The team achieved impressive results using the AI process, which demonstrated detection accuracy of over 90 percent and reduced analysis time to “mere seconds” per image, compared to the significantly longer manual methods.

“While we’re still refining the system, these findings suggest that AI has a strong potential to accelerate traditional microbiological workflows significantly,” Kursun said.

Okeke added, “With enhanced detection of microbial pollution of water, public health officials could act more quickly to protect and ensure water systems meet safety standards.” Water is often stored in various types of containers, such as plastic, glass, or clear plastic bottles, and proper storage conditions — like keeping water cool — are essential for maintaining safety. Stored water, whether it is tap water, bottled water, distilled water, or filtered water, must be kept in clean, sealed containers to remain safe for a few hours or longer. Large containers, such as 5-gallon jugs, are commonly used to store water for emergencies.

Real-time drinking water monitoring

As summer fun ramps up, the team’s research serves as a timely reminder that clear water isn’t always clean water — and that AI may offer a new line of defense for researchers and public health officials.

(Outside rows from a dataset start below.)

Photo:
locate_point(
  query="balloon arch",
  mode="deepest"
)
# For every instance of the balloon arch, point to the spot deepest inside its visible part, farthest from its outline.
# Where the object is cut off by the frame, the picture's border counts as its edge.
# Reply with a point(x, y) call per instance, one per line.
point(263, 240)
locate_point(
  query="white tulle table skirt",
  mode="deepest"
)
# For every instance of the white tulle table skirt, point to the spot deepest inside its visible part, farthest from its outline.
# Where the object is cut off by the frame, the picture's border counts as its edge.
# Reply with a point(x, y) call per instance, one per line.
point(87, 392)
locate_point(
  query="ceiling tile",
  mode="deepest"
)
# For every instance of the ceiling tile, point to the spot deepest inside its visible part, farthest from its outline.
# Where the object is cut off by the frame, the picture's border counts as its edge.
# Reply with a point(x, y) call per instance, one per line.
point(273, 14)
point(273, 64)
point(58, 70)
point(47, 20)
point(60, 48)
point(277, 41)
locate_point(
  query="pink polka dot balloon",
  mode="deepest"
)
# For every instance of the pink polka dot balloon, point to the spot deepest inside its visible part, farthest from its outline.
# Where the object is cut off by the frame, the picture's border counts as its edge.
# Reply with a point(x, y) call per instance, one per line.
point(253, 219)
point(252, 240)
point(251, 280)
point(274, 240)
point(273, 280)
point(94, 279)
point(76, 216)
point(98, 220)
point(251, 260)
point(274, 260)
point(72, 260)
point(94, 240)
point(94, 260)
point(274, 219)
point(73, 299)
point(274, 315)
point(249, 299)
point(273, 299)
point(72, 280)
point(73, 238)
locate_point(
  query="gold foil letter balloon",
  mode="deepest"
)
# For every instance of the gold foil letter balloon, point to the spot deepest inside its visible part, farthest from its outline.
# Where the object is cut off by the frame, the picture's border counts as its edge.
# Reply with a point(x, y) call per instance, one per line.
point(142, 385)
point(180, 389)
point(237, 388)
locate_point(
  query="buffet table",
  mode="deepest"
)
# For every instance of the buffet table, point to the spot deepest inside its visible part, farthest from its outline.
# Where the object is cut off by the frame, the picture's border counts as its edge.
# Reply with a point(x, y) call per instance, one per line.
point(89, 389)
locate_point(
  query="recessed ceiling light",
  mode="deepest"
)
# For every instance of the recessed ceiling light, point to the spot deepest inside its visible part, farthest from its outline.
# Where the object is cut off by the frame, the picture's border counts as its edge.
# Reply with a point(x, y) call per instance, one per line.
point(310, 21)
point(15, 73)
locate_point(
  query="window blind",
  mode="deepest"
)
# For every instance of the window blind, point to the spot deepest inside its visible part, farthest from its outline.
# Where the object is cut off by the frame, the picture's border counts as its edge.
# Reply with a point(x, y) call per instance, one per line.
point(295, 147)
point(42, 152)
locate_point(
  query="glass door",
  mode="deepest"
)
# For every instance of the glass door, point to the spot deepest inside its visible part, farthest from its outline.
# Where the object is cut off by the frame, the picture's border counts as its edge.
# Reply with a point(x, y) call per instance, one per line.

“Computer vision is at the heart of our project as it enables AI to see and interpret bacterial colonies,” Kursun said. “It replicates the visual inspection that a human expert would perform but does so faster and on a much larger scale, making it ideal for enhanced real-time water monitoring.”

With AI as a tool, the team also sees opportunities to improve the accuracy of its model over time, Kursun said. The team plans to explore the use of color imagery in future AI models to capture better bacterial variations, which could enhance classification accuracy, he said.

These improvements could lead to the development of desktop or mobile applications capable of instantly analyzing petri dish images. Eventually, the technology might even be integrated with smartphone cameras, allowing for faster, more decentralized testing in real-world settings, Kursun said.

AI also could be applied to other public health areas related to water safety and hygiene. AI-powered tools can offer specific advice on how to prepare and treat water using methods such as boiling, filtering with a coffee filter or paper towel, or using chemical disinfectants like chlorine, unscented household chlorine bleach, iodine tablets, chlorine dioxide, or sodium hypochlorite. These tools could help users identify when water is cloudy and needs to be filtered with a clean cloth before disinfection. AI may also guide users on safe storage practices, such as washing and cleaning containers, and provide recommendations for maintaining personal hygiene, bathing, and cooking with safe water during emergencies. Additionally, AI is capable of helping to detect the presence of heavy metals or chemicals in water, and advise on the use of distilled water or bottled water for drinking and food preparation. It could also help address issues like the flat taste of boiled water and ensure that boiled water is safe to drink.

“The application of AI could be a game-changer in the future for water testing labs by accelerating the detection and identification of bacterial contamination,” Kursun said. “This could be especially valuable in rural or resource-limited areas, where faster results may lead to quicker interventions.”